Nobel prize: What’s so special about the DNA of extinct hominids?

DNA is no friend to time. As the millennia wear on, DNA degrades to a point that sequencing the genome is almost entirely impossible, but only by revealing genetic differences that distinguish all living humans from extinct hominins, can we provide the basis for exploring what makes us unique.

That is why the 2022 Nobel Prize in Physiology or Medicine has gone to Svante Pääbo – whose team published the first Neanderthal genome sequence in 2010 and has since pioneered genomic analysis into both Neanderthals and the mysterious ‘Denisovans’.

The researcher has been awarded the prize ‘for his discoveries concerning the genomes of extinct hominins and human evolution’ and his research gave rise to an entirely new scientific discipline – paleogenomics.

Paleogenomics

Our genes tell a story about our history. Where we’ve come from and who we’ve mingled with along the way.

But as biologist Eric Lander, who helped lead the effort to sequence the first human genome put it: “Genome: Bought the book; hard to read.” Ancient DNA has a different problem – the book is in tatters.

Because DNA degrades over time, being able to extract even limited information is difficult. In 1997 Pääbo made his first breakthrough by reconstructing the first mitochondrial DNA from a Neanderthal.

Mitochondria – known as the ‘powerhouse of the cell’ – has its own set of DNA which is passed down from the mother.

Because there’s so many mitochondria in each cell, this DNA – which is called mtDNA – is the most accessible, and easiest to sequence – especially in ancient, degraded cells.

Pääbo was conducting his work only seven years after the Human Genome Project had begun and six years before it would be even moderately completed – DNA sequencing was still in its relative infancy.

The researchers continued refining the mitochondrial DNA, and also began looking a step further – trying to sequence the nuclear DNA of a Neanderthal.

Neanderthal DNA

Pääbo and his team steadily improved the methods to isolate and analyse DNA from archaic bone remains. The research team exploited new technical developments, which made sequencing of DNA much more efficient. Pääbo also engaged several critical collaborators with expertise on population genetics and advanced sequence analyses.

In 2010 Pääbo’s team made a second major breakthrough – they published a paper with the first draft of the Neanderthal nuclear genome sequence. Imagine this as a carefully reconstructed book, some pages sticky taped back together, while others having to be brought in from elsewhere to fill the gaps.

Having this entire genome means that we can now work out how Neanderthals and humans are different. Comparative analyses demonstrated that the most recent common ancestor of Neanderthals and Homo sapiens lived around 800,000 years ago, while more recently we discovered that Neanderthals and humans likely interbred, meaning that most of us have a few percentage points of DNA from this cross over.

Denisovans

In 2008 a 40,000-year-old fragment from a finger bone was discovered in the Denisova cave in the southern part of Siberia. The bone contained exceptionally well-preserved DNA, which Pääbo’s team sequenced.

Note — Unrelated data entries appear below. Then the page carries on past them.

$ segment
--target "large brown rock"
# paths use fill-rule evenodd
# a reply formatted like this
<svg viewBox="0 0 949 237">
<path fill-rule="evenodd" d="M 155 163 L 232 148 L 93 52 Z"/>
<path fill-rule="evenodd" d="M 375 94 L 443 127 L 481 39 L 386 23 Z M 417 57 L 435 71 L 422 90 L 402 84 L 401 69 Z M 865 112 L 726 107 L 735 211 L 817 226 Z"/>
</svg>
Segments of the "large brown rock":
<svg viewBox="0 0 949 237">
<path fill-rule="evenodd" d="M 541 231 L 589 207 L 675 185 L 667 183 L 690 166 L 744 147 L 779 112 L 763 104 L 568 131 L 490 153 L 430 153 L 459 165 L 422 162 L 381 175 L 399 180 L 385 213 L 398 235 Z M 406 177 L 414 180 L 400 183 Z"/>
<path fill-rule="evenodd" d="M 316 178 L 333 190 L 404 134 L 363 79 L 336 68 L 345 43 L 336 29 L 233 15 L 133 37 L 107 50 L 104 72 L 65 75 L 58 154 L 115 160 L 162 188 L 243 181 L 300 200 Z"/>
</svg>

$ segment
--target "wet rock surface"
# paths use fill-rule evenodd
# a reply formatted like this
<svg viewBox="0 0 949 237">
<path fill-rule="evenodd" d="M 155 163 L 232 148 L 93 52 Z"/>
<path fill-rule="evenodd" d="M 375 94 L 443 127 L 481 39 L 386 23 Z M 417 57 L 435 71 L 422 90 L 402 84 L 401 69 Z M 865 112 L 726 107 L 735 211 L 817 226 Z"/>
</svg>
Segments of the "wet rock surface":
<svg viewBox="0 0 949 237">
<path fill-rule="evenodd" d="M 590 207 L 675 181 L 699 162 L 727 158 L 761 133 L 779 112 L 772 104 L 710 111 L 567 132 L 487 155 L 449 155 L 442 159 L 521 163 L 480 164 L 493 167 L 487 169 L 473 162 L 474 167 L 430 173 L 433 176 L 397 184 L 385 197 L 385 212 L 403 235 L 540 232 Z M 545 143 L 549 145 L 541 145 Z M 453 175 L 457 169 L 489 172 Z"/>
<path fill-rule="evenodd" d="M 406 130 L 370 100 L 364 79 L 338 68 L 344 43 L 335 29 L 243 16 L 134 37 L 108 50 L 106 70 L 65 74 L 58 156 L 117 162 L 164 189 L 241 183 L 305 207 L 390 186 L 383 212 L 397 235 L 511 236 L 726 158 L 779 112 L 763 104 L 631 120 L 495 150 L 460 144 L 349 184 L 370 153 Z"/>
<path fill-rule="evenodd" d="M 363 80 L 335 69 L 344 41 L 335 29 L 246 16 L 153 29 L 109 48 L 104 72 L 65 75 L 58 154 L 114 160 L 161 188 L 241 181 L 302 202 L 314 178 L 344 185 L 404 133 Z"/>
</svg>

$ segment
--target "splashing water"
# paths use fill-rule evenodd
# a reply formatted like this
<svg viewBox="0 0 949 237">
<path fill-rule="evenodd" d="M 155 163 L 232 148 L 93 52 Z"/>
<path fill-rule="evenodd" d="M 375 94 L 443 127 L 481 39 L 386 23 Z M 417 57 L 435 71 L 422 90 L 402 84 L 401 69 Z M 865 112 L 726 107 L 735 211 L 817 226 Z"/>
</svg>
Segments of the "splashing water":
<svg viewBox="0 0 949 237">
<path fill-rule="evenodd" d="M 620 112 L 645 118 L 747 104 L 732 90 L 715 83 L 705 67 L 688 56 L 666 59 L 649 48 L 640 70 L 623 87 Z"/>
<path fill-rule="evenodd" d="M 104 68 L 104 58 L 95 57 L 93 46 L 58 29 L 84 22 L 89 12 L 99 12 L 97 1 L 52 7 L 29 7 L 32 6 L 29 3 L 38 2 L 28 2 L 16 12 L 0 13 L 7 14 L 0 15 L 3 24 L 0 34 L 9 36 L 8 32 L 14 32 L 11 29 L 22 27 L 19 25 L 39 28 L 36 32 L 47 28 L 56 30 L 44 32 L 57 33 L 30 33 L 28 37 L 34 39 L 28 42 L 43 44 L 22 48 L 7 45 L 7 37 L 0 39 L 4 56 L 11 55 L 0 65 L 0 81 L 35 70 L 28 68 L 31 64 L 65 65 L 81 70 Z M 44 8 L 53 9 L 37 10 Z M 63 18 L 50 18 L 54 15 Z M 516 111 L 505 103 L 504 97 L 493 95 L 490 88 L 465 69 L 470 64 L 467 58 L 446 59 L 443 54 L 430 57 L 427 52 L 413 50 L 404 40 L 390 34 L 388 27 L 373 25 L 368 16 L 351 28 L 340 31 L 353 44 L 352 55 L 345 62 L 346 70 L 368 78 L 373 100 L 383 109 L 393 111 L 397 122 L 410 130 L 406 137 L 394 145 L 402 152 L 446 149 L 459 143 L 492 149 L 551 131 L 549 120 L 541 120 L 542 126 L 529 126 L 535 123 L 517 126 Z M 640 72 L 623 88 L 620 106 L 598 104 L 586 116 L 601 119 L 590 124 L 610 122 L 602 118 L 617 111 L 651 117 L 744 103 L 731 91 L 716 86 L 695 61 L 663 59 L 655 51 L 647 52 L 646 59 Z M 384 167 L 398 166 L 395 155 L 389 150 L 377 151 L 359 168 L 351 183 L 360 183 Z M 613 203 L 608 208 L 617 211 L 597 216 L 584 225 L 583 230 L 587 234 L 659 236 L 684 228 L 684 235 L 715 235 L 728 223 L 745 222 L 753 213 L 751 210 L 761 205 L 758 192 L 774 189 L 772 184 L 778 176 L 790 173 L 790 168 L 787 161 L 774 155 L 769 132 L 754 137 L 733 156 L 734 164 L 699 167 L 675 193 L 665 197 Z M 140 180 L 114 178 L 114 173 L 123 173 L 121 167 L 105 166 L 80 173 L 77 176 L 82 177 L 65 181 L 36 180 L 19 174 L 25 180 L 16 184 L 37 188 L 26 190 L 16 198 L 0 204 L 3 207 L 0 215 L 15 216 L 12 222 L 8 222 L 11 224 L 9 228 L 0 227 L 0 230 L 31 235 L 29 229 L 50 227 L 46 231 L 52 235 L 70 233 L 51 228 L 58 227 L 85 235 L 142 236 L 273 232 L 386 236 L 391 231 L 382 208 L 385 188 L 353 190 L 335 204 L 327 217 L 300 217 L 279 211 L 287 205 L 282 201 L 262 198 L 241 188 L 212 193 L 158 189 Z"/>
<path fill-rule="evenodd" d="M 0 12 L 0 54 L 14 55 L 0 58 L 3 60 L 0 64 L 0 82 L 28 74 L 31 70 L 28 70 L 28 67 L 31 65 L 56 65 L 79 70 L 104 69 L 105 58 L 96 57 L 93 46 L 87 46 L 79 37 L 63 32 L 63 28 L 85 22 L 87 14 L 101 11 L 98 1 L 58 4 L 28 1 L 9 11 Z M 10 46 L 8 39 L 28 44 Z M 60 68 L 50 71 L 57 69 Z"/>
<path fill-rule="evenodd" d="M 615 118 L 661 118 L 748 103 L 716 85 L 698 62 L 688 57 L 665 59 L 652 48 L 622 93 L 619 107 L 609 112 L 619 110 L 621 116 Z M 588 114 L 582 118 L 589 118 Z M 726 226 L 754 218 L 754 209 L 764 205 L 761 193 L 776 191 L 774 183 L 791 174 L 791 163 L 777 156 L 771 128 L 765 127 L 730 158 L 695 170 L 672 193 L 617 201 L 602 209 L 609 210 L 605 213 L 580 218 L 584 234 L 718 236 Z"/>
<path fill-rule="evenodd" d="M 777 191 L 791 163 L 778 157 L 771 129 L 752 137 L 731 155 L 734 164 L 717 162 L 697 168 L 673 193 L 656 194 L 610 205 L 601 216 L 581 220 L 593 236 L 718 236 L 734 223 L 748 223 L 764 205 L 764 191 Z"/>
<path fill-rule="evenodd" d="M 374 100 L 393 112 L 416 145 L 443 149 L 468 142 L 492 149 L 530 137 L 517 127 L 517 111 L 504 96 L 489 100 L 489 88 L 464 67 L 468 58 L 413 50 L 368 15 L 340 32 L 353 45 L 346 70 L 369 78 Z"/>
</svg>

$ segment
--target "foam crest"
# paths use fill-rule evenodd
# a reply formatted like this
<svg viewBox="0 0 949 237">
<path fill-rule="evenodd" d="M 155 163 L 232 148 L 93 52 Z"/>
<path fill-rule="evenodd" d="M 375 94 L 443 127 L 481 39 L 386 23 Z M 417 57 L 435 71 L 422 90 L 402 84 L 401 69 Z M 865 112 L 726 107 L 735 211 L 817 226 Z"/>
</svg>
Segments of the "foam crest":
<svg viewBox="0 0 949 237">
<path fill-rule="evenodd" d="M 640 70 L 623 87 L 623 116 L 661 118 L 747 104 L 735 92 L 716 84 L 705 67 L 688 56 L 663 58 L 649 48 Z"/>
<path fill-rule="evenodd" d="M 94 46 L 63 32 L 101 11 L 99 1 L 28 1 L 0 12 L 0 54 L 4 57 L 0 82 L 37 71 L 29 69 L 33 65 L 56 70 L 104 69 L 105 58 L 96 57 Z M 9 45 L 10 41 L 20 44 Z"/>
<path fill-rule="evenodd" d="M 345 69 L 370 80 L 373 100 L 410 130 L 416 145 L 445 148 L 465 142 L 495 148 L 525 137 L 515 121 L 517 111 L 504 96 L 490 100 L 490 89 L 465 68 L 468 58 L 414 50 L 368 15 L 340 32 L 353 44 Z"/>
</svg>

The results caused a sensation – the DNA sequence was unique when compared to all known sequences from Neanderthals and present-day humans.

Pääbo and the team had discovered a previously unknown hominin, which was given the name Denisova. And, seemingly as these things go, comparisons with contemporary human genomes from different parts of the world showed that gene flow had also occurred between Denisova and Homo sapiens too.

“Pääbo’s discoveries have had a profound impact on the understanding of our evolutionary history, and they have galvanized research in the area,” wrote Gunilla Karlsson Hedestam and Anna Wedell, professors at the Karolinska Institute, in a background article about the prize.

“We now know that at least two distinct hominin groups, Neanderthals and Denisovans, inhabited Eurasia when anatomically modern humans (Homo sapiens) emerged from Africa.”